- Mehdi Hasanaward-winning British journalist and broadcaster at Al Jazeera English. He is host of the Al Jazeera interview program UpFront and a columnist for The Intercept. He is also a contributing editor to the New Statesman magazine.
We get response from Al Jazeera’s Mehdi Hasan to New York Times columnist Thomas Friedman’s recent controversial column, “Saudi Arabia’s Arab Spring, at Last.” Hasan argues the piece is absurdly sympathetic to Saudi Arabia, and that Trump’s friendly relations with the country mean he is “not just a liar and a conspiracy theorist, he’s a hypocrite. He goes on about radical Islamic terrorism but cozies up to Saudi Arabia, which many would argue has done more to promote, ideologically and financially, radical Islamic terrorism than any other country on Earth.”
NERMEEN SHAIKH: Well, I want to go to another issue, which is related to what we’ve just been covering, a recent opinion piece by New York Times columnist Thomas Friedman titled “Saudi Arabia’s Arab Spring, at Last.” Friedman writes in this piece, quote, “Though I came here at the start of Saudi winter, I found the country going through its own Arab Spring, Saudi style. Unlike the other Arab Springs—all of which emerged bottom up and failed miserably, except in Tunisia—this one is led from the top down by the country’s 32-year-old crown prince, Mohammed bin Salman, and, if it succeeds, it will not only change the character of Saudi Arabia but the tone and tenor of Islam across the globe.”
Friedman then goes on to say that Mohammed bin Salman is not only leading an anti-corruption drive in the kingdom, but is also bringing Saudi Islam, quote, “back to its more open and modern orientation … to what M.B.S. described … as [quote] a 'moderate, balanced Islam that is open to the world and to all religions and all traditions and peoples.'”
Now Mehdi Hasan, in an article for The Intercept headlined “The Reverse Midas Touch of Saudi Arabia’s Crown Prince Is Turning the Middle East to Dust,” you’ve presented a completely different perspective on the kingdom. So could you respond to Friedman’s piece and then also the fact that as Trump vocally criticizes practically everything to do with Islam, he chose to make his first state visit to Saudi Arabia?
MEHDI HASAN: Yeah. Well, let’s just deal with Friedman first. A nauseating piece, as I think a lot of people have pointed out in recent days, an embarrassment of a piece. I mean, if the Saudi Arabian government were to set up a Ministry of Truth and Propaganda, they could offer the job of minister to Tom Friedman. He did a great job for free, for them, on that visit to Saudi Arabia. I mean, it was absurd on every level.

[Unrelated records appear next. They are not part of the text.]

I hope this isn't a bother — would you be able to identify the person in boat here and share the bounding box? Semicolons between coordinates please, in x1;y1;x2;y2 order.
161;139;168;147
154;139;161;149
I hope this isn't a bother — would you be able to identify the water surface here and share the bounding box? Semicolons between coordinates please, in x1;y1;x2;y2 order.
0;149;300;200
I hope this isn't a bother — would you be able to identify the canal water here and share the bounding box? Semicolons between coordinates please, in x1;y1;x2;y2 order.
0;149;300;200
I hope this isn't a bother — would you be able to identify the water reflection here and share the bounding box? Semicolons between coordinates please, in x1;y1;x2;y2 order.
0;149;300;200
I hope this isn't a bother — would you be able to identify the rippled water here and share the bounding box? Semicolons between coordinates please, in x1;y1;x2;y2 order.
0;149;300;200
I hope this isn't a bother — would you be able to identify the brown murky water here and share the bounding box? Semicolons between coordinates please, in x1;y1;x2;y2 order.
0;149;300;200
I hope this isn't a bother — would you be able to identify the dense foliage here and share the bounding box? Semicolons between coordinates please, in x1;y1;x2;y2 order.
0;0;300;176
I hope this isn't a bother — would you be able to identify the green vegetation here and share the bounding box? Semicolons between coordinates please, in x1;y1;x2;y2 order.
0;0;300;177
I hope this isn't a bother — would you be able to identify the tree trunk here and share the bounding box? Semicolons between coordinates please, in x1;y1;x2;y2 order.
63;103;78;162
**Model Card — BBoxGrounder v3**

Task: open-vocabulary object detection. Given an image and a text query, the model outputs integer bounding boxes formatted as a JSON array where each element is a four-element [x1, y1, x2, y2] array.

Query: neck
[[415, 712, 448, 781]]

Let me just start with the most offensive part of that piece, Nermeen, and you guys on Democracy Now! have covered the conflict in Yemen. It’s the world’s worst humanitarian catastrophe. Mohammed bin Salman is at the heart of that catastrophe. It’s a war he started as defense minister, pushed for, defended, promoted, escalated, is continuing to do so as crown prince. And Friedman gives it one passing reference, one passing paragraph, in the piece, as if that’s not—you know, “Oh, here’s a moderate modernizer, who, by the way, is bombing the Middle East’s poorest country and starving them into submission, or trying and failing to starve them into submission.”

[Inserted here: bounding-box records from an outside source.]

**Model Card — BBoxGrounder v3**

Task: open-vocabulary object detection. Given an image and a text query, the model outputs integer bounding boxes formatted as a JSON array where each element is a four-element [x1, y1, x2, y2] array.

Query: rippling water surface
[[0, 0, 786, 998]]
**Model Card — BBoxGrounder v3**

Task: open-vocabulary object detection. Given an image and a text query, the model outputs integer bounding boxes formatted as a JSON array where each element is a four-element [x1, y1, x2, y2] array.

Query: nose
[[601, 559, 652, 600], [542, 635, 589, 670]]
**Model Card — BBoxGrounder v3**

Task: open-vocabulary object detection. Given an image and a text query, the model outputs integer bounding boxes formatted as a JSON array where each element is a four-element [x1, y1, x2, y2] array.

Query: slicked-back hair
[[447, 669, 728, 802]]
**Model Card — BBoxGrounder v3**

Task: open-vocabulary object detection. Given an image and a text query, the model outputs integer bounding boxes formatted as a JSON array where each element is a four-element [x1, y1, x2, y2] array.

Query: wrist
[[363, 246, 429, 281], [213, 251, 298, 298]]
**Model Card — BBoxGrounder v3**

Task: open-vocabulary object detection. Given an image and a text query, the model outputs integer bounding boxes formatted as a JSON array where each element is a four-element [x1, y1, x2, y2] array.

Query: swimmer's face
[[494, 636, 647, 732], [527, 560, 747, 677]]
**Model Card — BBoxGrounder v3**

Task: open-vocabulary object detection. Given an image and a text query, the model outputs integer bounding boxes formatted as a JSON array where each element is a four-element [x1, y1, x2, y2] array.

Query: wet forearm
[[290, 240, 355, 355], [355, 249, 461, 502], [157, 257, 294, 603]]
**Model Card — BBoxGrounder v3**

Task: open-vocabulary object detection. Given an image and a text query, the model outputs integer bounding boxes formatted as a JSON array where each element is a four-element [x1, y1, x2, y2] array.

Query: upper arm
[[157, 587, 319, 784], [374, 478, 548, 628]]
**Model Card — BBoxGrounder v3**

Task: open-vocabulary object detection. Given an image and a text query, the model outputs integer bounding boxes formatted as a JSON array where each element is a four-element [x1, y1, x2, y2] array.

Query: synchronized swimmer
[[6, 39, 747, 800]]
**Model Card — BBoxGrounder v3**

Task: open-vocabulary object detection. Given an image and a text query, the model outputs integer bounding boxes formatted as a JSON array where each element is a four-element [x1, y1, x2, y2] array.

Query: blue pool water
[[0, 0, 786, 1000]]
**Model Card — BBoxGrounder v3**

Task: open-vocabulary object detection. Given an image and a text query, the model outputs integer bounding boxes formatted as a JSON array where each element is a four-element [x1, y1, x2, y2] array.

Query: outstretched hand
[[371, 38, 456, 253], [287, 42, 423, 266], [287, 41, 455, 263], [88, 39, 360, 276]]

As for this nonsense about, you know, returning Saudi Arabia to moderate Islam, Saudi Arabia has never been the home of moderate Islam. This idea that MBS, Mohammed bin Salman, is pushing, and that journalists like Tom Friedman in the West credulously just repeat and regurgitate, that pre-1979 Saudi Arabia was some kind of moderate bastion of liberalism and pluralism, a multi-faith utopia, is absurd. There was—you know, as long as the Saud family have been in charge of that country and imposing their brand of very intolerant, very reactionary Salafi Islam, it’s not been moderate in any shape or form. The Saudi Arabians have been exporting their particularly puritanical, intolerant brand of Islam to the rest of the Muslim-majority world since the 1950s, ’60s and ’70s. So this nonsensical argument from the crown prince that, “Oh, if we could just go back to pre-1979, pre the Iranian Revolution, pre the attack on Mecca by extremists, we would all be moderate again,” is absurd.
Yes, it’s very easy to say we’ll give women drivers the right to drive, you know, something—the only country in the world that didn’t do that to begin with. Great, we all applaud that. But there’s much more that this crown prince has to be done before he can even begin to talk about a moderate Islam coming out of Saudi.
And yes, you mentioned, Nermeen, Donald Trump, you know, after accusing Saudi Arabia of being behind 9/11 during the election campaign, President Trump decided to make his first trip in the world not to Mexico or Canada, as previous U.S. presidents, but to the kingdom of Saudi Arabia, where he danced with swords and received lovely gifts and endorsed every Saudi geopolitical plan in the region, from blockading Qatar—full disclosure, I work for Al Jazeera, owned by Qatar—to bombing Yemen, to escalating a conflict of a war at words, which could become a hot war with Iran.
So, Trump, shock horror, he’s not just a liar and a conspiracy theorist, he’s a hypocrite. He goes on about radical Islamic terrorism but cozies up to Saudi Arabia, which many would argue has done more to promote, ideologically and financially, radical Islamic terrorism than any other country on Earth.